Was reading Ireland-Rosen intro to number theory and ran into an expression on page 75 I couldn't make sense of.
They assert that (it is easy to see that) the coefficient of $z^\frac{p-1}{2}$ in the power series expansion of $e^{(2k-1)z}-e^{z(p-(2k-1))}$ is $4k-p-2$, which is clearly just the difference $(2k-1)-(p-(2k-1))$.
But I don't know how they got there, I expect something much more ugly and hard to work with looking like $\frac{(2k-1)^\frac{p-1}{2}-(p-(2k-1))^\frac{p-1}{2}}{(\frac{p-1}{2})!}$ which I then try to binomial expand and cancel terms but I don't see how they got to $4k-p-2$.

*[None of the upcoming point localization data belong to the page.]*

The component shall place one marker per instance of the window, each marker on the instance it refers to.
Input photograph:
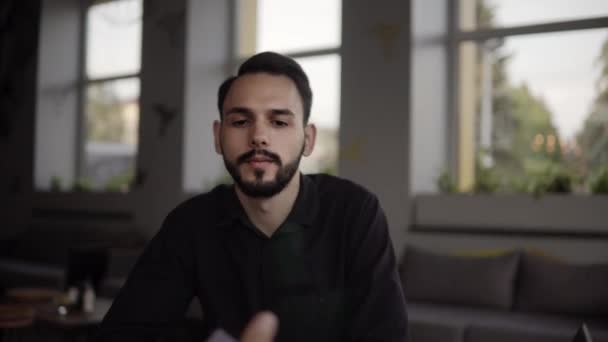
(88, 95)
(310, 32)
(532, 95)
(110, 95)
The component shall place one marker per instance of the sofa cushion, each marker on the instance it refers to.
(547, 285)
(471, 281)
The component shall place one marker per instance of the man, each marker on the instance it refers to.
(314, 250)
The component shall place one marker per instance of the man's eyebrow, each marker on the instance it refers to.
(239, 110)
(281, 111)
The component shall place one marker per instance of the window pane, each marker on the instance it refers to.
(112, 120)
(535, 103)
(508, 13)
(288, 25)
(113, 38)
(324, 75)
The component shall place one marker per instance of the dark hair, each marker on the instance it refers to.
(274, 64)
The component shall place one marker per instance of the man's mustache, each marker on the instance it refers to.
(246, 156)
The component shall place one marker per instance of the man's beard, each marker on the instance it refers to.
(259, 188)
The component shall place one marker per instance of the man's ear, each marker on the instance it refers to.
(217, 127)
(310, 136)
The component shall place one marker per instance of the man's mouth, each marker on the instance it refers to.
(259, 161)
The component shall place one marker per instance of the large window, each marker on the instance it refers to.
(88, 98)
(310, 32)
(110, 94)
(532, 91)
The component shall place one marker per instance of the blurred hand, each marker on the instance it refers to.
(262, 328)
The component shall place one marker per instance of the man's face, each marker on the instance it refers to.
(262, 135)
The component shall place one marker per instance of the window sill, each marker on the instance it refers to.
(95, 203)
(561, 214)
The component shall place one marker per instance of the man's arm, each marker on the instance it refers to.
(375, 297)
(157, 291)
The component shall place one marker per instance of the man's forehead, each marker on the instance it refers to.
(264, 89)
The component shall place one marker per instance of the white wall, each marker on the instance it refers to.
(207, 55)
(429, 94)
(55, 153)
(163, 79)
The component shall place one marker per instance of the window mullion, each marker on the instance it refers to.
(485, 34)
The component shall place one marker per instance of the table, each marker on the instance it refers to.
(76, 325)
(13, 318)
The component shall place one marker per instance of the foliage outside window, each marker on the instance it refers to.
(110, 95)
(532, 104)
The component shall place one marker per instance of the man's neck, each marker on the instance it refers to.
(267, 214)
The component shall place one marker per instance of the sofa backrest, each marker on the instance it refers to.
(473, 281)
(553, 286)
(515, 280)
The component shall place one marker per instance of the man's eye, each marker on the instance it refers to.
(279, 123)
(239, 123)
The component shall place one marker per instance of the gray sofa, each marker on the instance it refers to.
(515, 296)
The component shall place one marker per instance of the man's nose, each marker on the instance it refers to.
(259, 136)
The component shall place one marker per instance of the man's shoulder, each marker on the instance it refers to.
(205, 207)
(333, 188)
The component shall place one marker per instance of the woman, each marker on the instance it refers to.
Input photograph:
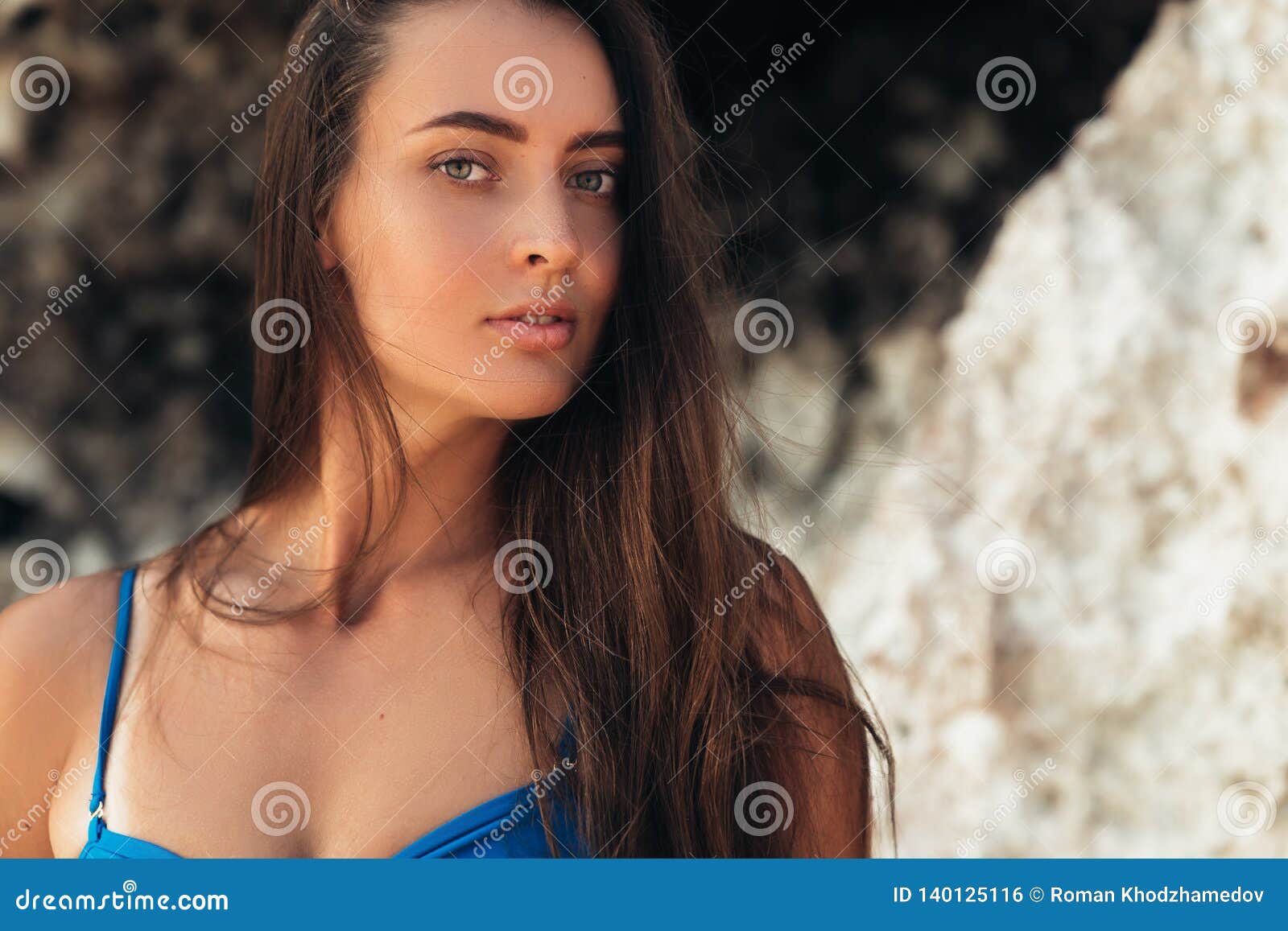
(486, 572)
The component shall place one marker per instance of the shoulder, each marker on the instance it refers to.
(55, 652)
(822, 738)
(792, 634)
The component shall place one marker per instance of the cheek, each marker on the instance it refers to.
(603, 263)
(418, 270)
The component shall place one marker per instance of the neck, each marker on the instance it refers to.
(448, 518)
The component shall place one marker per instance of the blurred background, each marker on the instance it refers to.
(1032, 261)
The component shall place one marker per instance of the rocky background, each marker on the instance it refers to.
(1027, 425)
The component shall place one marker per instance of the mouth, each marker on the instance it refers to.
(536, 327)
(538, 315)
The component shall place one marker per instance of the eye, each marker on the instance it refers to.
(598, 182)
(463, 171)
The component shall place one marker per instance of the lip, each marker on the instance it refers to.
(523, 335)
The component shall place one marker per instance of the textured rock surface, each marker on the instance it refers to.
(1103, 679)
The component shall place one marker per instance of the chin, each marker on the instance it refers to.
(525, 399)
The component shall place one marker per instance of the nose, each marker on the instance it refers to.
(547, 236)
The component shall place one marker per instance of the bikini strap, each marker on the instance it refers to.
(113, 693)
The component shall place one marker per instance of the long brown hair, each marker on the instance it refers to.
(683, 697)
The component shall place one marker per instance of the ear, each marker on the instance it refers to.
(326, 255)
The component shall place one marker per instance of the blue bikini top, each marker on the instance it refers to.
(509, 826)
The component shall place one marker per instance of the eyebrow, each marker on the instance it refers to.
(506, 129)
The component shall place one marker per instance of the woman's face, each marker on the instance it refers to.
(478, 193)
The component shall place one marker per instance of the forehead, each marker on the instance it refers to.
(541, 68)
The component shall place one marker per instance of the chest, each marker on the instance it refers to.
(351, 744)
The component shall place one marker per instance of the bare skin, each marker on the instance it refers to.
(410, 718)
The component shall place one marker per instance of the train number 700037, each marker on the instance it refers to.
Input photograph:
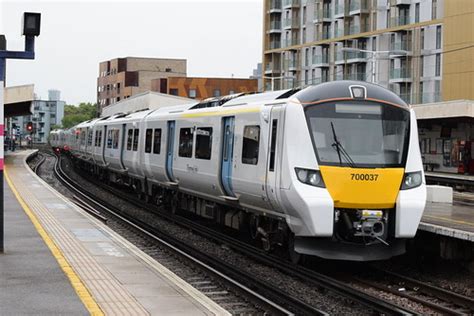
(364, 176)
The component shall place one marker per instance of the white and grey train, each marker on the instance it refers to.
(332, 170)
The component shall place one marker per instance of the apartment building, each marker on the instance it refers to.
(46, 114)
(203, 87)
(121, 78)
(421, 49)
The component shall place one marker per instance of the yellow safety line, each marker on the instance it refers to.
(81, 290)
(449, 220)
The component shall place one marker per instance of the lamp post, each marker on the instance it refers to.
(31, 29)
(374, 54)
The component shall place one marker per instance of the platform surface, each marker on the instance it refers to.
(100, 271)
(31, 280)
(452, 220)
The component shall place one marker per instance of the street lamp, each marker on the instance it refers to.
(373, 53)
(30, 29)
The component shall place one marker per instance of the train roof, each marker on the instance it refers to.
(343, 89)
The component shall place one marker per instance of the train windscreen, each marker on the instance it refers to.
(359, 134)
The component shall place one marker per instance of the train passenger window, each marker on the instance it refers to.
(273, 145)
(157, 141)
(109, 139)
(203, 143)
(115, 137)
(129, 139)
(135, 139)
(148, 140)
(89, 138)
(185, 142)
(250, 145)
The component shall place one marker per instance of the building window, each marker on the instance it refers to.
(438, 37)
(157, 141)
(422, 38)
(422, 65)
(185, 143)
(203, 143)
(148, 140)
(135, 139)
(115, 137)
(129, 139)
(438, 65)
(417, 12)
(250, 145)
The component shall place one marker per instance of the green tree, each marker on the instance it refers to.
(74, 115)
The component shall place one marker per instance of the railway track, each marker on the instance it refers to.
(435, 298)
(316, 279)
(274, 301)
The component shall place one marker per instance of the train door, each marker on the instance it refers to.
(227, 153)
(122, 144)
(104, 145)
(169, 150)
(274, 155)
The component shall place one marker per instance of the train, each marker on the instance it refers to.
(332, 170)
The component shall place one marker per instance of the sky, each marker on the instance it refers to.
(219, 38)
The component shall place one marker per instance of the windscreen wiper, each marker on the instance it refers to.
(341, 152)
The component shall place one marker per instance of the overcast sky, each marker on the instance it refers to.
(218, 38)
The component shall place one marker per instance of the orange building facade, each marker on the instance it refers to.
(203, 88)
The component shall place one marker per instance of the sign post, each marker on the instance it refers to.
(31, 29)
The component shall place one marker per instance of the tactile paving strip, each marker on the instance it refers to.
(107, 291)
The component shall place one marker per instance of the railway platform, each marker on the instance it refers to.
(60, 260)
(451, 220)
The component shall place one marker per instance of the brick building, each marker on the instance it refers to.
(121, 78)
(203, 88)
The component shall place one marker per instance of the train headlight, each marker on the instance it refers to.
(311, 177)
(412, 180)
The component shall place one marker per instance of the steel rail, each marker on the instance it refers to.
(211, 264)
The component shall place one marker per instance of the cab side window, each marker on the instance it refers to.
(250, 146)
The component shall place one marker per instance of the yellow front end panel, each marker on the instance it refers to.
(362, 188)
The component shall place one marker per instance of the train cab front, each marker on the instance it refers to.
(367, 161)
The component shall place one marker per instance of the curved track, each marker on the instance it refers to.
(242, 282)
(372, 303)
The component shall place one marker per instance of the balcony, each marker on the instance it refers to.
(399, 20)
(288, 4)
(358, 7)
(340, 12)
(350, 57)
(274, 27)
(359, 28)
(323, 15)
(291, 42)
(291, 24)
(274, 45)
(320, 36)
(291, 64)
(272, 67)
(358, 76)
(275, 7)
(401, 46)
(400, 74)
(320, 61)
(339, 32)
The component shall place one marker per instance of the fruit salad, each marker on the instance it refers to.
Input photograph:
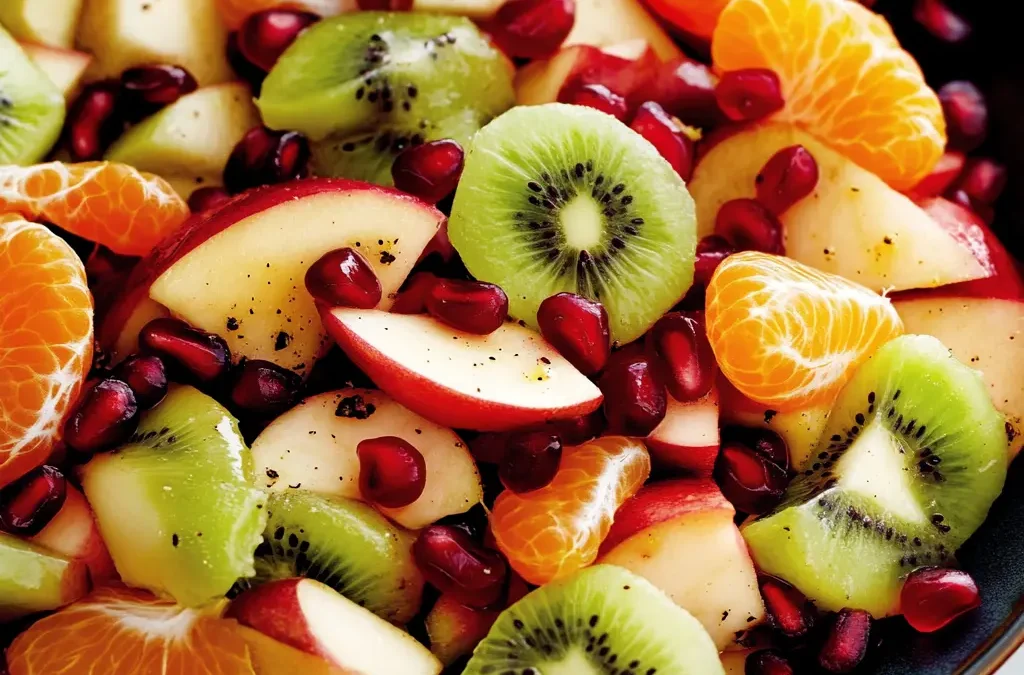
(534, 337)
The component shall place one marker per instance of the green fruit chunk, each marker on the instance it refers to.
(563, 198)
(344, 544)
(601, 621)
(910, 461)
(176, 505)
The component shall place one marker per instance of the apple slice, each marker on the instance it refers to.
(681, 537)
(314, 445)
(509, 379)
(311, 618)
(853, 224)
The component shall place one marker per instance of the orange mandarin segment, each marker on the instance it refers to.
(104, 202)
(845, 79)
(788, 336)
(45, 341)
(553, 532)
(122, 631)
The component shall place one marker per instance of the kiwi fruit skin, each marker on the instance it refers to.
(344, 544)
(560, 198)
(602, 620)
(176, 504)
(911, 459)
(32, 109)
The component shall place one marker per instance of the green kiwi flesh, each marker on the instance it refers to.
(910, 461)
(602, 621)
(176, 505)
(32, 109)
(563, 198)
(344, 544)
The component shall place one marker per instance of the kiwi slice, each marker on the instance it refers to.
(602, 621)
(563, 198)
(176, 505)
(32, 109)
(344, 544)
(912, 457)
(367, 85)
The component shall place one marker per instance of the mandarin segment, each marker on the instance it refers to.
(45, 341)
(112, 204)
(553, 532)
(845, 78)
(788, 336)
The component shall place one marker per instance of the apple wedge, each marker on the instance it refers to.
(313, 445)
(853, 224)
(509, 379)
(681, 537)
(311, 618)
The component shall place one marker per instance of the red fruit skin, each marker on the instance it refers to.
(392, 472)
(577, 327)
(933, 597)
(343, 278)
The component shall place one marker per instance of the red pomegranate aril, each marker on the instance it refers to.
(203, 355)
(94, 121)
(429, 171)
(530, 461)
(343, 278)
(531, 29)
(967, 115)
(750, 226)
(470, 306)
(749, 94)
(663, 132)
(105, 416)
(146, 376)
(29, 504)
(932, 597)
(266, 35)
(578, 328)
(392, 471)
(453, 562)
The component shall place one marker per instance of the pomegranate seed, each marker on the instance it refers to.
(663, 132)
(429, 171)
(94, 121)
(940, 20)
(847, 642)
(597, 96)
(29, 504)
(750, 226)
(787, 177)
(788, 609)
(455, 563)
(392, 472)
(750, 480)
(966, 113)
(532, 29)
(264, 388)
(678, 347)
(577, 327)
(145, 89)
(343, 278)
(634, 398)
(105, 416)
(530, 461)
(202, 354)
(146, 377)
(749, 94)
(207, 199)
(471, 306)
(266, 35)
(932, 597)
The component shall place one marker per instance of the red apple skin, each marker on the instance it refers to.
(663, 501)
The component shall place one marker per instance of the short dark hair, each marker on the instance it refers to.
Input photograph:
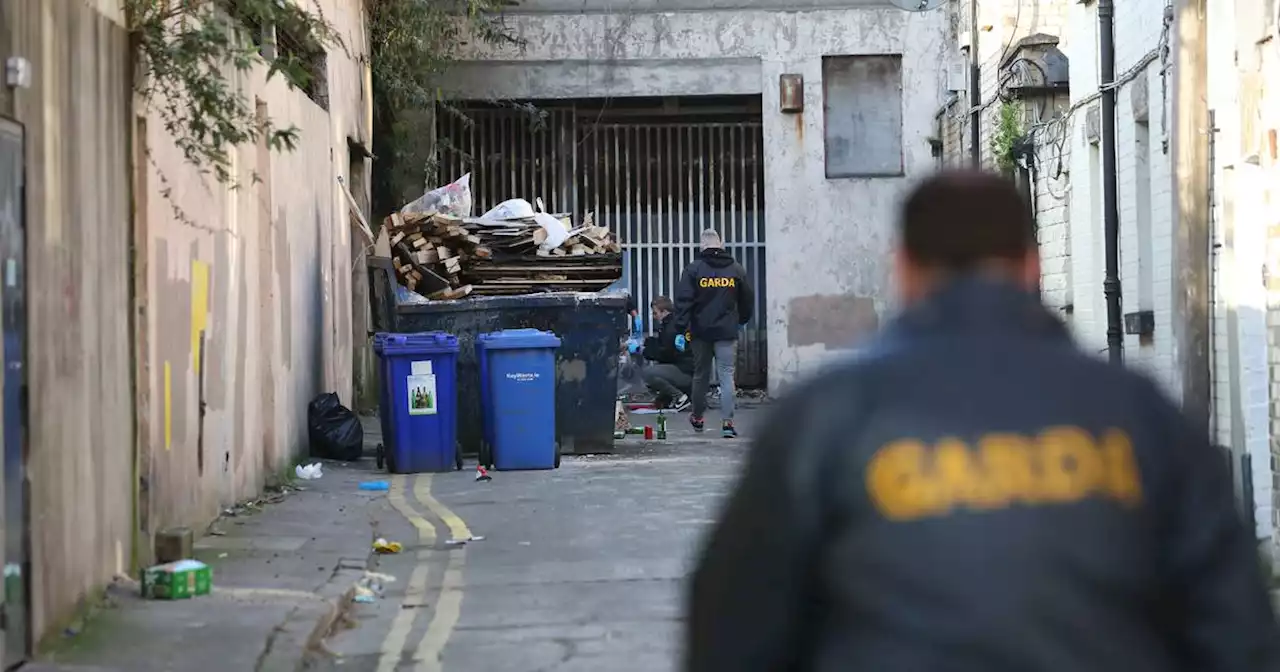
(958, 219)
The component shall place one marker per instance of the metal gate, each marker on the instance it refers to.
(656, 181)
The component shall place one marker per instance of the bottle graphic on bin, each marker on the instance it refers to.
(421, 398)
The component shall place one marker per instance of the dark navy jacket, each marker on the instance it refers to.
(974, 494)
(662, 348)
(713, 297)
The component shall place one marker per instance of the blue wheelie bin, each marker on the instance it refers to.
(517, 398)
(420, 420)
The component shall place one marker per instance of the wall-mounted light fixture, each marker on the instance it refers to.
(17, 73)
(791, 94)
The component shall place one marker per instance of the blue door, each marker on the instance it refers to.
(13, 323)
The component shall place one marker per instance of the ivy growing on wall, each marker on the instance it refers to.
(412, 42)
(188, 55)
(1006, 138)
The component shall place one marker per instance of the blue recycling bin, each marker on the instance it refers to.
(420, 421)
(517, 398)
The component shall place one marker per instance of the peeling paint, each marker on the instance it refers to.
(824, 237)
(199, 309)
(168, 406)
(571, 371)
(835, 321)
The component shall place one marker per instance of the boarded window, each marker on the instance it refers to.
(862, 106)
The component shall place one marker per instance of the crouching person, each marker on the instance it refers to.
(671, 373)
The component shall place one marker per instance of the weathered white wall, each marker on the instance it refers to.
(80, 426)
(1242, 394)
(1138, 39)
(1239, 353)
(827, 240)
(1265, 144)
(275, 309)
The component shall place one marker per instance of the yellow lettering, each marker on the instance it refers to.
(1008, 462)
(1070, 465)
(896, 481)
(909, 480)
(959, 479)
(1121, 466)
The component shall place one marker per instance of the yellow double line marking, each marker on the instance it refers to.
(448, 607)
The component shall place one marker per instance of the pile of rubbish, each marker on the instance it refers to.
(442, 252)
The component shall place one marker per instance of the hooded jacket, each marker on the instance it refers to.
(973, 493)
(713, 297)
(662, 348)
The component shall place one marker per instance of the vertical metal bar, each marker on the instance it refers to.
(722, 196)
(524, 188)
(617, 182)
(1251, 515)
(663, 234)
(703, 172)
(735, 137)
(757, 236)
(629, 197)
(598, 168)
(650, 214)
(686, 174)
(672, 163)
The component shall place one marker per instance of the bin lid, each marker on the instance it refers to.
(517, 338)
(419, 343)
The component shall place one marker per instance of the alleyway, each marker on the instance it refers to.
(579, 568)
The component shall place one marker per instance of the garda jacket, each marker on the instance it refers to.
(713, 297)
(972, 493)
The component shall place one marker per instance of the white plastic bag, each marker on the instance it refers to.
(554, 228)
(309, 472)
(452, 199)
(511, 209)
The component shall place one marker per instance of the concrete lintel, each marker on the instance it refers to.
(590, 80)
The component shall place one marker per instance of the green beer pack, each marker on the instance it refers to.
(177, 580)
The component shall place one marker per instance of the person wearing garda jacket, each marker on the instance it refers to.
(713, 302)
(973, 493)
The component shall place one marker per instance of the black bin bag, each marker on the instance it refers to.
(334, 430)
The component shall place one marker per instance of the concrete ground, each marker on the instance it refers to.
(579, 568)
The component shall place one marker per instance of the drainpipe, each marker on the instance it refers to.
(1110, 211)
(974, 87)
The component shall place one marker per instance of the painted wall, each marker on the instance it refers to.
(80, 419)
(1269, 159)
(246, 293)
(1240, 394)
(827, 240)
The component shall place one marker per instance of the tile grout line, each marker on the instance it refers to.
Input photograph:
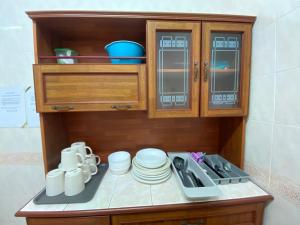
(278, 17)
(274, 111)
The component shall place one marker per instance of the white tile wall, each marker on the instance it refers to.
(274, 110)
(287, 40)
(287, 99)
(262, 93)
(274, 121)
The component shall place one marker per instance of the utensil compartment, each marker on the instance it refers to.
(207, 189)
(222, 171)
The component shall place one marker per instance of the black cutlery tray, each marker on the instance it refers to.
(236, 175)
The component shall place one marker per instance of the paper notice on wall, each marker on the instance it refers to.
(32, 116)
(12, 107)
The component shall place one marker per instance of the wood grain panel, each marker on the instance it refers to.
(97, 220)
(54, 139)
(106, 132)
(52, 15)
(87, 87)
(74, 88)
(235, 219)
(231, 215)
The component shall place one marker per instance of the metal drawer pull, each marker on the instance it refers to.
(205, 71)
(62, 107)
(196, 73)
(199, 222)
(121, 107)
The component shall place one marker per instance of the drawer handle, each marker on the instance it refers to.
(198, 222)
(62, 107)
(121, 107)
(205, 71)
(196, 73)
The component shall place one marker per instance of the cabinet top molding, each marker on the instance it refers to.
(41, 15)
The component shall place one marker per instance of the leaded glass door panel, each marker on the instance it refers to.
(173, 68)
(225, 73)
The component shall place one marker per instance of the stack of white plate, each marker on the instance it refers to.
(151, 166)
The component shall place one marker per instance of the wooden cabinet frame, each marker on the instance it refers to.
(134, 130)
(87, 87)
(245, 30)
(152, 28)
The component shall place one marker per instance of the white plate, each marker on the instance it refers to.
(151, 177)
(151, 157)
(150, 181)
(149, 171)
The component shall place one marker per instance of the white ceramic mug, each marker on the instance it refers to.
(55, 180)
(82, 148)
(70, 159)
(93, 160)
(88, 171)
(74, 182)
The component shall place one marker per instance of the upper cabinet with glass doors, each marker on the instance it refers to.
(226, 50)
(174, 63)
(173, 68)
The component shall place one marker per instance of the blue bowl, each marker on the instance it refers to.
(125, 49)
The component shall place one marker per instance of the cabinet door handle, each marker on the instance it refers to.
(121, 107)
(205, 71)
(198, 222)
(196, 71)
(62, 107)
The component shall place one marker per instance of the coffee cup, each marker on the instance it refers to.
(70, 159)
(55, 182)
(93, 161)
(74, 182)
(88, 171)
(82, 148)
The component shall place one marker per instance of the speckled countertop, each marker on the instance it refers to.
(123, 191)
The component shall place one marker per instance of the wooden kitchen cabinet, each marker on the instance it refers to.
(173, 61)
(105, 105)
(230, 215)
(87, 87)
(226, 53)
(173, 68)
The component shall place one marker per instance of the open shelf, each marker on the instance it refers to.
(95, 59)
(172, 70)
(89, 37)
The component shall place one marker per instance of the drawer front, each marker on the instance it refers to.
(165, 218)
(97, 220)
(90, 87)
(234, 219)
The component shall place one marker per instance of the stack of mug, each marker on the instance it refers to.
(78, 165)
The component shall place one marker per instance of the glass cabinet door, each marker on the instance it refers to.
(226, 55)
(173, 71)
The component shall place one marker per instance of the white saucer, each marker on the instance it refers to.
(150, 181)
(153, 171)
(151, 157)
(147, 177)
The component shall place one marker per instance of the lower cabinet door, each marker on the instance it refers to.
(165, 218)
(234, 219)
(93, 220)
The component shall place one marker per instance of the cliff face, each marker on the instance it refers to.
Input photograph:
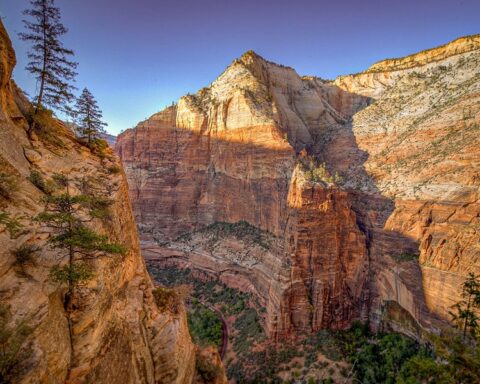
(401, 139)
(118, 333)
(422, 137)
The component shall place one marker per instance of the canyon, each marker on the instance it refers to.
(114, 332)
(328, 200)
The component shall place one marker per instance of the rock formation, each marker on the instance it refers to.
(351, 178)
(118, 333)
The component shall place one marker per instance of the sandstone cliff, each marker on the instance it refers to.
(353, 179)
(118, 333)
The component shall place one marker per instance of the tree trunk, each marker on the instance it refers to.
(38, 104)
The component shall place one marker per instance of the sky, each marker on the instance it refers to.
(138, 56)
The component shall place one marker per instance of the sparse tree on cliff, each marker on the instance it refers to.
(49, 60)
(465, 311)
(66, 215)
(89, 116)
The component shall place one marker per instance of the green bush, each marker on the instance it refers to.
(74, 274)
(114, 169)
(25, 254)
(8, 185)
(12, 225)
(205, 326)
(37, 179)
(206, 369)
(167, 299)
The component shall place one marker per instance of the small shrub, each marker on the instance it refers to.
(8, 185)
(206, 369)
(12, 226)
(405, 256)
(114, 169)
(205, 326)
(37, 179)
(60, 179)
(75, 273)
(99, 147)
(167, 299)
(25, 254)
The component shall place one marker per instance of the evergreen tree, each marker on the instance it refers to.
(89, 116)
(466, 310)
(67, 215)
(49, 60)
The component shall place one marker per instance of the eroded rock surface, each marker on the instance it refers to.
(399, 148)
(119, 334)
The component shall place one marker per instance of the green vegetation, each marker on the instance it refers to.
(114, 169)
(210, 292)
(89, 116)
(24, 255)
(13, 345)
(249, 331)
(241, 230)
(207, 371)
(12, 225)
(72, 274)
(317, 172)
(323, 357)
(405, 256)
(49, 60)
(205, 325)
(465, 311)
(65, 215)
(8, 179)
(167, 299)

Picture included for fun times.
The factor $4k-p-2$ is the coefficient of $z^1$, not of $z^{(p-1)/2}$, in the factor $$ \begin{split} e^{(2k-1)z} - e^{(p-(2k-1))z} & = \bigl( 1 + (2k-1)z + O(z^2) \bigr) - \bigl( 1 + (p-2k+1)z + O(z^2) \bigr) \\ & = (4k-p-2) z + O(z^2) . \end{split} $$ It's only when you take the product that you get the coefficient of $z^{(p-1)/2}$ in the whole thing; this is because $$ \bigl( a_1 z + O(z^2) \bigr) \bigl( a_2 z + O(z^2) \bigr) \cdots \bigl( a_n z + O(z^2) \bigr) = a_1 a_2 \cdots a_n z^{n} + O(z^{n+1}) . $$